Nagios Monitoring - Infortrend EonStor (Update)

After gaining some operational experience with the previously introduced Nagios plugin for Infortrend EonStor and EonStor DS storage arrays, some issues became apparent which needed to be addressed in an update. The updated version of the Nagios plugin check_infortrend.sh fixes the following issues:

Newer array firmware versions use different severity strings for event log entries. The Nagios plugin has been adapted to be able to cope with these.
Due to a limitation in the array firmware, event log entries available via SNMP are not cleared when the corresponding event log entries are cleared via RAIDWatch or SANWatch. They are only cleared during a controller reboot. A support case with Infortrend confirmed this and it is currently under investigation whether this feature could be added for future releases of the array firmware.

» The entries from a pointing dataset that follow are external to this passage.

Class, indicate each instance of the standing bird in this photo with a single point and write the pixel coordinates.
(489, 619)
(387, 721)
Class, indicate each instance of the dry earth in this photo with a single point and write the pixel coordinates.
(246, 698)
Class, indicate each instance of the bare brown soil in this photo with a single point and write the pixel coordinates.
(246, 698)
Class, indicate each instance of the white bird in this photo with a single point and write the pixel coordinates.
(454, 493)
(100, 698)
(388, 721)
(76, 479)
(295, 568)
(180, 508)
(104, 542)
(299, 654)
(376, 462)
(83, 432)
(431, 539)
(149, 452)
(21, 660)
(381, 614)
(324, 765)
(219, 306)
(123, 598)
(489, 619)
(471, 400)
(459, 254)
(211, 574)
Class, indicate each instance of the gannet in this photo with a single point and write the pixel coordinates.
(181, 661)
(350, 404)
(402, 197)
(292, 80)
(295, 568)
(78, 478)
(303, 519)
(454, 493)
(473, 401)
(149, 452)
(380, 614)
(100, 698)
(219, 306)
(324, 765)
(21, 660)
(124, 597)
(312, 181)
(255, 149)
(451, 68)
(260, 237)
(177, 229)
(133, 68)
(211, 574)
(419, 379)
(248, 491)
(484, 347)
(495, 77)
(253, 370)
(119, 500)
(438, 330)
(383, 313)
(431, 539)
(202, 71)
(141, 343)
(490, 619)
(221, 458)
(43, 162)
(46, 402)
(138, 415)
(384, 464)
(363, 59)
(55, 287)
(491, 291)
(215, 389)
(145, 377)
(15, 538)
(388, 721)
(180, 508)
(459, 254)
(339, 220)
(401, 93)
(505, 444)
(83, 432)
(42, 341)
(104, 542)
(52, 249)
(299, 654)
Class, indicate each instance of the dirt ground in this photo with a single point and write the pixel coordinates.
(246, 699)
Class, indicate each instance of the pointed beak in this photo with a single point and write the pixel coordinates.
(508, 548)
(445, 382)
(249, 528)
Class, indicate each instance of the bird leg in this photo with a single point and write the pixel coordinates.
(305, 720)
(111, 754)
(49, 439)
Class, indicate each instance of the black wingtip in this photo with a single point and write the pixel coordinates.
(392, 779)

In the meantime a workaround to address this behaviour has been added to the Nagios plugin. In order to not constantly get alarms about already addressed events, the date of the event will now – along with the already used severity of the event – be taken into consideration. By default only events within the past 60 minutes will be evaluated. The extent of time to look into the past can be overridden from the default with the new “-t <minutes>” command line option of the Nagios plugin. E.g. “-t 120” will evaluate events within the past 2 hours. You might need to adjust the definition of the check_infortrend_events command to suite your environment, e.g.:
```
# check Infortrend ESDS cache status
define command {
    command_name    check_infortrend_events
    command_line    $USER1$/check_infortrend.sh -H $HOSTNAME$ -C events -t <minutes>
}
```
There are several pitfalls here though:
- Make sure the timeframe aligns with your Nagios configuration options max_check_attempts, normal_check_interval and retry_check_interval to actually allow non-normal events to trigger an alarm. Generally speaking, the cumulated timeframe of the three Nagios configuration options of your Check_IFT_Events service check must be smaller than the timeframe given in the definition of the check_infortrend_events command.
- Make sure you set the date and time on the array to the correct values or preferably use a SNTP server. Also, make sure the Nagios server and the array use the same timezone, preferably UTC in both cases.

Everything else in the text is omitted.